According to the newspaper, only a number of Haredi Knesset members voted in favor of the law, following their announcement of their rejection of the understandings reached with Edelstein.
The Knesset witnessed a tense session before the vote on the law began. Opposition party leader Yair Lapid said that the Netanyahu government, by making statements about conscripting Haredim into the army and helping them evade military service, had spit in the face of soldiers and sacrificed them.
Lapid added that the ruling Israeli coalition will begin to collapse tonight, whether or not the law to dissolve the Knesset is passed.

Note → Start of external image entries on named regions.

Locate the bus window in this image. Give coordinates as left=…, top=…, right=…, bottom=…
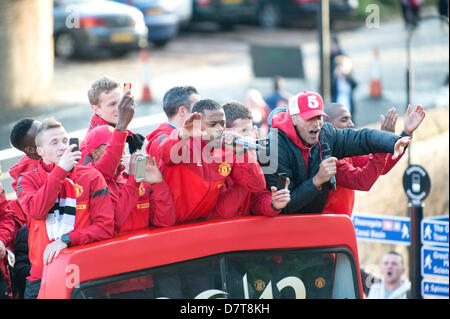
left=72, top=248, right=360, bottom=299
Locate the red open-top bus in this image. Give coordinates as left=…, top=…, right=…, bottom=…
left=39, top=214, right=363, bottom=299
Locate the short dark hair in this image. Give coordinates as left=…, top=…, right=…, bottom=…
left=163, top=86, right=198, bottom=118
left=192, top=99, right=222, bottom=114
left=223, top=102, right=253, bottom=128
left=9, top=118, right=34, bottom=151
left=88, top=76, right=119, bottom=105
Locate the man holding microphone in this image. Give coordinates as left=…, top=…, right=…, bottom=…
left=262, top=91, right=410, bottom=214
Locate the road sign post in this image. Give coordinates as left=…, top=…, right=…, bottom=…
left=403, top=165, right=431, bottom=299
left=408, top=203, right=423, bottom=299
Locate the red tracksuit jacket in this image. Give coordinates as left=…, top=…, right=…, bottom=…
left=17, top=164, right=114, bottom=280
left=322, top=153, right=403, bottom=217
left=0, top=184, right=15, bottom=247
left=160, top=130, right=266, bottom=222
left=210, top=180, right=281, bottom=218
left=9, top=155, right=39, bottom=228
left=88, top=130, right=175, bottom=233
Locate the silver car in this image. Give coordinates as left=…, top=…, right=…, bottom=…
left=53, top=0, right=148, bottom=58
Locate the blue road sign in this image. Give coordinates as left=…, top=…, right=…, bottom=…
left=420, top=218, right=448, bottom=247
left=422, top=279, right=448, bottom=298
left=427, top=215, right=448, bottom=223
left=421, top=246, right=448, bottom=278
left=352, top=213, right=411, bottom=245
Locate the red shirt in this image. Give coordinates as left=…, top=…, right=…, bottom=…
left=160, top=130, right=266, bottom=222
left=17, top=164, right=114, bottom=280
left=322, top=153, right=403, bottom=217
left=86, top=130, right=175, bottom=233
left=210, top=180, right=281, bottom=218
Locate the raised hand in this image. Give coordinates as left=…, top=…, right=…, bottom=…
left=380, top=107, right=398, bottom=133
left=144, top=156, right=163, bottom=185
left=403, top=104, right=426, bottom=135
left=392, top=136, right=411, bottom=160
left=270, top=177, right=291, bottom=210
left=58, top=144, right=81, bottom=172
left=116, top=90, right=135, bottom=131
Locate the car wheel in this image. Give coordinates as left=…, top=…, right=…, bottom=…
left=111, top=49, right=128, bottom=58
left=152, top=39, right=169, bottom=48
left=258, top=3, right=281, bottom=28
left=55, top=33, right=77, bottom=59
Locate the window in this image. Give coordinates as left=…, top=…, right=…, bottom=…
left=72, top=248, right=359, bottom=299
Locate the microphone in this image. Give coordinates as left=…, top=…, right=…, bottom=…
left=322, top=143, right=336, bottom=191
left=233, top=139, right=266, bottom=150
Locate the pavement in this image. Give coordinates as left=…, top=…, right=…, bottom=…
left=0, top=16, right=449, bottom=199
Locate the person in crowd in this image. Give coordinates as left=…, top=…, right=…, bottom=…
left=0, top=166, right=15, bottom=299
left=323, top=103, right=425, bottom=216
left=80, top=77, right=145, bottom=164
left=9, top=118, right=41, bottom=298
left=145, top=86, right=200, bottom=161
left=160, top=99, right=265, bottom=222
left=212, top=102, right=290, bottom=218
left=244, top=89, right=270, bottom=136
left=17, top=118, right=114, bottom=299
left=9, top=118, right=41, bottom=230
left=262, top=91, right=410, bottom=214
left=331, top=55, right=358, bottom=121
left=264, top=76, right=289, bottom=111
left=367, top=251, right=411, bottom=299
left=84, top=92, right=175, bottom=234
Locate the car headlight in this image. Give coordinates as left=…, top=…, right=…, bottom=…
left=160, top=0, right=177, bottom=12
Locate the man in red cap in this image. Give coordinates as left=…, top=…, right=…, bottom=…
left=83, top=94, right=175, bottom=233
left=262, top=91, right=410, bottom=214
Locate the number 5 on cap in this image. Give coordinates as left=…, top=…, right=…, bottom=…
left=308, top=95, right=319, bottom=109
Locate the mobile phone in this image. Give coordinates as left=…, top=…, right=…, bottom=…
left=277, top=173, right=287, bottom=190
left=134, top=156, right=147, bottom=182
left=411, top=173, right=420, bottom=193
left=69, top=137, right=80, bottom=152
left=123, top=82, right=131, bottom=94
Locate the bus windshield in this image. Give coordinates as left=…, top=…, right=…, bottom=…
left=72, top=248, right=361, bottom=299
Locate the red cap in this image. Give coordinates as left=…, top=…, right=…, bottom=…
left=289, top=91, right=328, bottom=120
left=84, top=125, right=114, bottom=155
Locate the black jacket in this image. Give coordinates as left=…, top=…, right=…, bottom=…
left=259, top=118, right=399, bottom=214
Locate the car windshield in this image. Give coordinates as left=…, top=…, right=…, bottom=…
left=54, top=0, right=105, bottom=6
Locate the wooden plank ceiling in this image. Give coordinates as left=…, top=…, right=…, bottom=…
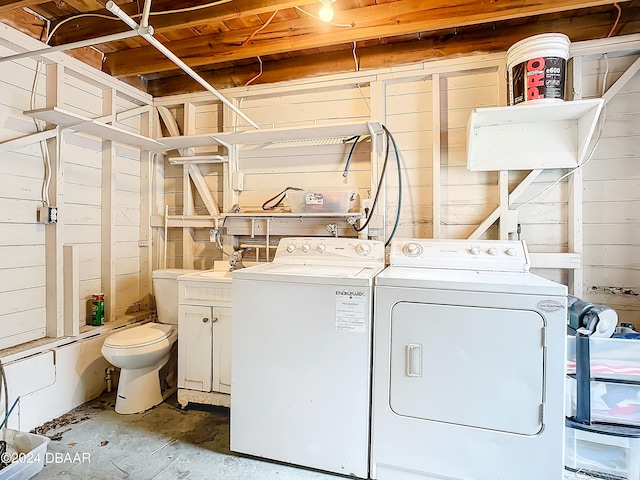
left=0, top=0, right=640, bottom=96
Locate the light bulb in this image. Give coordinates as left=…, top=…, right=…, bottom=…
left=318, top=0, right=333, bottom=22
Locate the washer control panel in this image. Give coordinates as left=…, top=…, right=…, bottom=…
left=273, top=237, right=385, bottom=263
left=389, top=238, right=530, bottom=272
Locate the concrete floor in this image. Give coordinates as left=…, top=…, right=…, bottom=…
left=33, top=394, right=344, bottom=480
left=28, top=393, right=590, bottom=480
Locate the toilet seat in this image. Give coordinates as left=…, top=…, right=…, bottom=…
left=104, top=323, right=174, bottom=348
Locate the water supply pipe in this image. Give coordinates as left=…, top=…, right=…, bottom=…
left=105, top=0, right=260, bottom=130
left=104, top=367, right=116, bottom=393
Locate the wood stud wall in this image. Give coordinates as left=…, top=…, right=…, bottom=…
left=0, top=20, right=640, bottom=348
left=0, top=27, right=152, bottom=349
left=161, top=45, right=640, bottom=326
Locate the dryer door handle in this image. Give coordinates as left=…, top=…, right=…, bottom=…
left=405, top=343, right=422, bottom=378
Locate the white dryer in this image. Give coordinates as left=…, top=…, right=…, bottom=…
left=231, top=238, right=385, bottom=478
left=371, top=239, right=567, bottom=480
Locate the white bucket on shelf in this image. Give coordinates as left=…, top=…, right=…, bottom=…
left=507, top=33, right=571, bottom=105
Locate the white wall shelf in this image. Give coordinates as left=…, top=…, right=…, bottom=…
left=167, top=155, right=229, bottom=165
left=221, top=212, right=362, bottom=219
left=24, top=107, right=166, bottom=150
left=467, top=98, right=604, bottom=171
left=213, top=122, right=383, bottom=148
left=158, top=122, right=383, bottom=150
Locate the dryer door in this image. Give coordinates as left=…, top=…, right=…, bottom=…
left=389, top=302, right=544, bottom=435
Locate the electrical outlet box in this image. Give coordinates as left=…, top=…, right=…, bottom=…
left=231, top=172, right=244, bottom=192
left=38, top=207, right=58, bottom=223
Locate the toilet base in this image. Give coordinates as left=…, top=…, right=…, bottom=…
left=116, top=355, right=169, bottom=415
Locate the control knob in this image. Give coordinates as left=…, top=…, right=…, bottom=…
left=356, top=243, right=371, bottom=255
left=404, top=242, right=422, bottom=257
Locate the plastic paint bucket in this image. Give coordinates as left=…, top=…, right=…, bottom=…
left=507, top=33, right=571, bottom=105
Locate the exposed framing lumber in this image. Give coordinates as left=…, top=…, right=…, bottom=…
left=187, top=164, right=220, bottom=216
left=104, top=0, right=632, bottom=77
left=0, top=129, right=56, bottom=153
left=431, top=73, right=442, bottom=238
left=63, top=245, right=80, bottom=337
left=101, top=89, right=116, bottom=322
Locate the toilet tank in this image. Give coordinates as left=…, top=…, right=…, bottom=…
left=152, top=268, right=198, bottom=325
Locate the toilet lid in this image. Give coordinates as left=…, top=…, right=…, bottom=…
left=104, top=323, right=173, bottom=348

For his part, former War Cabinet member Benny Gantz said in a speech, "The army needs fighters, and Netanyahu is trying to convince the Haredim that Israel is living in a dangerous security situation" in order to prevent them from bringing down the government and dissolving the Knesset, rather than convincing them to join the army.
It's worth noting that the bill was proposed amid a growing coalition crisis in Israel over the so-called "Haredi Conscription Law," particularly the disagreements between the Haredi parties and the chairman of the Knesset Foreign Affairs and Defense Committee, who is seeking to legislate immediate penalties for draft evaders.
Yedioth Ahronoth reported that the Israeli army is suffering from a severe shortage of soldiers, estimated at approximately 10,000.